With the opening of Metro Line 14 scheduled by the end of the year, the construction of the Metro system in central districts of Shanghai will draw to a close after 31 years.

With 19 lines, 460 stations and more than 770 kilometers of rail, Shanghai has the world's largest Metro network. It transports millions of people every day.

In recent years, the Metro has become the major public transportation choice for Shanghai residents thanks to its extended network of stations and reliable service.

The Metro system is a symbol of the city's vision for infrastructure development, which puts people's needs first, adopts a strategic approach and looks to the future.

In 2024, the travel time between the city's two international airports, Hongqiao and Pudong, will be reduced to 40 minutes with the opening of the urban railway line – the airport line.

To better connect the five "new cities" in Jiading, Qingpu, Songjiang, Fengxian and Nanhui to the urban part of the city and also to the rest of the Yangtze River Delta region, new Metro lines and urban railway lines are planned.

Shanghai, a city with 4.8 million registered motor vehicles, has also been proactively seeking solutions to relieve congestion in the traffic system and reduce carbon emission from the streets, primarily through new infrastructure projects.
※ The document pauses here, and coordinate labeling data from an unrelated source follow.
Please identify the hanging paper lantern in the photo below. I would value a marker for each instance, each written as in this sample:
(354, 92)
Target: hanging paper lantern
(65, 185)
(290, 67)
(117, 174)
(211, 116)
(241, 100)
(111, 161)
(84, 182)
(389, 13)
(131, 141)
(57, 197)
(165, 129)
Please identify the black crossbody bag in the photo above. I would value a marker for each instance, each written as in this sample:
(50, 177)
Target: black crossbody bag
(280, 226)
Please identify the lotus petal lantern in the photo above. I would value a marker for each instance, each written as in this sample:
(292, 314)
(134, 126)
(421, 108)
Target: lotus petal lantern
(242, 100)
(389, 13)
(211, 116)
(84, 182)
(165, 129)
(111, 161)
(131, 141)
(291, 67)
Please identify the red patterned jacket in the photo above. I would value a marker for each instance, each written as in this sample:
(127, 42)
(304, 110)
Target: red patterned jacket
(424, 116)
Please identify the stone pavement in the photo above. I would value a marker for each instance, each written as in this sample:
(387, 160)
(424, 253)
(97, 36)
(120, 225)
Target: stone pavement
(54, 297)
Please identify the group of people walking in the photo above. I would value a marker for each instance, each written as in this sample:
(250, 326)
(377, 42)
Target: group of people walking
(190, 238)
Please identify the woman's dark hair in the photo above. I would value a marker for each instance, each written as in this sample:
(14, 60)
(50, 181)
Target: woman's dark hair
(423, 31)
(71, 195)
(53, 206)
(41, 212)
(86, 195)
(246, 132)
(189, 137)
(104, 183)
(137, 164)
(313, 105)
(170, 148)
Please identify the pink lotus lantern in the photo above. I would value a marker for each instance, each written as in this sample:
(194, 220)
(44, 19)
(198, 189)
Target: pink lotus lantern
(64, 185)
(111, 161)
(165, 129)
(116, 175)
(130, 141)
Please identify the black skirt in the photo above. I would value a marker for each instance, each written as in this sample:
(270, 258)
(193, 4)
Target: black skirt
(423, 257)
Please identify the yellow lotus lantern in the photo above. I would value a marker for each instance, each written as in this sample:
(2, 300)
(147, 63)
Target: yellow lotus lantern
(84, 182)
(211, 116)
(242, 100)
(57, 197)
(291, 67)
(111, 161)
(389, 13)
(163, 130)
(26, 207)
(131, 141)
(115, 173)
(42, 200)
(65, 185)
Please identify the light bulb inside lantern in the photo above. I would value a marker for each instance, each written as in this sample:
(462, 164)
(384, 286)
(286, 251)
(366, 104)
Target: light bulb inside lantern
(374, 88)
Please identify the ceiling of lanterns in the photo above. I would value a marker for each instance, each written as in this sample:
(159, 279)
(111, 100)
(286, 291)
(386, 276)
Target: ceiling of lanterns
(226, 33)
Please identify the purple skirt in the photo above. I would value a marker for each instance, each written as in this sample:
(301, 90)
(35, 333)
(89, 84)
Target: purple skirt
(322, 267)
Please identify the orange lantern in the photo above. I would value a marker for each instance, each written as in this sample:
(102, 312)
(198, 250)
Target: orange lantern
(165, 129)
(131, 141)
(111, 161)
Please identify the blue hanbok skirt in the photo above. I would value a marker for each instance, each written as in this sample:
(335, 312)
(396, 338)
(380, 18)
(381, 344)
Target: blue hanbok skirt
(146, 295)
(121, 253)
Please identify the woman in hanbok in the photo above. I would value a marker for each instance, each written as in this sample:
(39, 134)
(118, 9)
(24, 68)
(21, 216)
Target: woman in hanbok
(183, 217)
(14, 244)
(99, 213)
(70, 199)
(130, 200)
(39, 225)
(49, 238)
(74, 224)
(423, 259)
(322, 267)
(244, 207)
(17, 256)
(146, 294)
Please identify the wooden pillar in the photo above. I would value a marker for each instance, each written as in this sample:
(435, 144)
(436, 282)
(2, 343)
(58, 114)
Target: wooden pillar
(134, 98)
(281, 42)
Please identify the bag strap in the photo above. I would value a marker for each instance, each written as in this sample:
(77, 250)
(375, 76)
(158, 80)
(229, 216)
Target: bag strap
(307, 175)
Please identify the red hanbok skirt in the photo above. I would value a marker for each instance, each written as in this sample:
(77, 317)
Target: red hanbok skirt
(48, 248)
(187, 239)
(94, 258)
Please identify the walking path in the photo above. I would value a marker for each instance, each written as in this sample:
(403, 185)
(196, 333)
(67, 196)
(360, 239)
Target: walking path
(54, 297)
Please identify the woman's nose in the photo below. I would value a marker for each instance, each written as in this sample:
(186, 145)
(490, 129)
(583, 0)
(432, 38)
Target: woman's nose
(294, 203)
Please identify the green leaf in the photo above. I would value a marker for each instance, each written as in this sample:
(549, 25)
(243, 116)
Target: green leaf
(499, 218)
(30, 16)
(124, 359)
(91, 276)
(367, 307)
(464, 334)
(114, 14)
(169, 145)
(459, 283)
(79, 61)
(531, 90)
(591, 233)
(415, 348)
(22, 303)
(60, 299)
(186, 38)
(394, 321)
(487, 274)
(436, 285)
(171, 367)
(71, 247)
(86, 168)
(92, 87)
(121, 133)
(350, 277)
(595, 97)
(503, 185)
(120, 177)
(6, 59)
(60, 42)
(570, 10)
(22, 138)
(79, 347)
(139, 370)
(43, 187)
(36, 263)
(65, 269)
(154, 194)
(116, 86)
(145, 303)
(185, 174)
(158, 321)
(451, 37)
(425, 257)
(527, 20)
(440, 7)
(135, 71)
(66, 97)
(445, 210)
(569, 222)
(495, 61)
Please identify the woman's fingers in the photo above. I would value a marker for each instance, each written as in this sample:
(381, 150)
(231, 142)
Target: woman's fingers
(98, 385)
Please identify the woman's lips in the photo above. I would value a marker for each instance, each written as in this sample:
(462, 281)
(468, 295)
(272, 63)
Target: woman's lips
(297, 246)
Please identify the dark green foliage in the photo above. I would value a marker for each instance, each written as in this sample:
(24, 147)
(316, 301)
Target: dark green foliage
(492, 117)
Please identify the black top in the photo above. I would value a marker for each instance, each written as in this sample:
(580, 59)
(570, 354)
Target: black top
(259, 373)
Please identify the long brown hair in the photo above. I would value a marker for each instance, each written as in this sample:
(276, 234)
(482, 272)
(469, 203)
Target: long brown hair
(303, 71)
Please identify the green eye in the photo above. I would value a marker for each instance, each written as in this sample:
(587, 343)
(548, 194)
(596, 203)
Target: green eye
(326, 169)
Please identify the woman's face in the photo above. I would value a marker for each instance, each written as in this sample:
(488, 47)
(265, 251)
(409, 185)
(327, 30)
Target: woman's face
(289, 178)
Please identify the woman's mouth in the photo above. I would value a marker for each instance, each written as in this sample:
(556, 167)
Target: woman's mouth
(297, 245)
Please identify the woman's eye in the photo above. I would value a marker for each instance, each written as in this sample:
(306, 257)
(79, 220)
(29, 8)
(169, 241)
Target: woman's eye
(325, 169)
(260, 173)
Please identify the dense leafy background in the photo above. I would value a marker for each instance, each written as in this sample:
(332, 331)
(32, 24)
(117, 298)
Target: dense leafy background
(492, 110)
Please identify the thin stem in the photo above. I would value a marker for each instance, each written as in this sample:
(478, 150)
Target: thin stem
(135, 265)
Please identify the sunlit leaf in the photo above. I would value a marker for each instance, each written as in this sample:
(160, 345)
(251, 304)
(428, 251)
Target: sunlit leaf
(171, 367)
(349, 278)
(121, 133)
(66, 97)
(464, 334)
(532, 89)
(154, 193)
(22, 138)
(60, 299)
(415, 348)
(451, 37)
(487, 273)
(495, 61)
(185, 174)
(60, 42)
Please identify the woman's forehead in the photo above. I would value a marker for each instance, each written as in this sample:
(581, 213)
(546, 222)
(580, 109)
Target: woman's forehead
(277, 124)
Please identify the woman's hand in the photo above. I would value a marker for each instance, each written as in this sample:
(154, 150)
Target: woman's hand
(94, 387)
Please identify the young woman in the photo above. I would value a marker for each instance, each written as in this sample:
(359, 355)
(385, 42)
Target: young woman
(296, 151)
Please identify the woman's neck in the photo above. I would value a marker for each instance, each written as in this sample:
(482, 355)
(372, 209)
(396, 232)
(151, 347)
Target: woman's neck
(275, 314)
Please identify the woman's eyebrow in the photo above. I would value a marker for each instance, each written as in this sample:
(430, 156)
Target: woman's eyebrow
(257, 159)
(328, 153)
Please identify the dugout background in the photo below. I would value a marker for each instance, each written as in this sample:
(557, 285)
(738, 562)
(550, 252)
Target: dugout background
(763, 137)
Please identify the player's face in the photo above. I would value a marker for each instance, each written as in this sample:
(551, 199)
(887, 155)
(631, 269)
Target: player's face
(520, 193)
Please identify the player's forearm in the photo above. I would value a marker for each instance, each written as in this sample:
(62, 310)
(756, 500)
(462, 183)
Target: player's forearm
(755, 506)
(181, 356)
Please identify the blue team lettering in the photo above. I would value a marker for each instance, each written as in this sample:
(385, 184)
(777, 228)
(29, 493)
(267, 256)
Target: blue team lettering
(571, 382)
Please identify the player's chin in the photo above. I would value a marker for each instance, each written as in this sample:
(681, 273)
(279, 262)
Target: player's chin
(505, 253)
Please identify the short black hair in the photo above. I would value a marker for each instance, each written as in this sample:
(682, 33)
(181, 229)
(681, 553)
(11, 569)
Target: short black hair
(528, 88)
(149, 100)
The west part of the Beiheng Passage from Beihong Road overpass to Tianmu Road overpass was opened in June this year. The Beiheng Passage, linking Beihong Road of the Middle Ring Road in Changning District with the intersection of Zhoujiazui Road and Neijiang Road in Yangpu District, will be a fast east-west track that cuts through the central parts of the city in the north.

With the expansion of the Metro system, fewer residents in Shanghai travel by bus now, but bus operators are also modernizing and contributing to a low-carbon future. Currently, 67 percent of the 17,500 public transport buses around the city run on chargeable batteries or hydrogen fuel cells.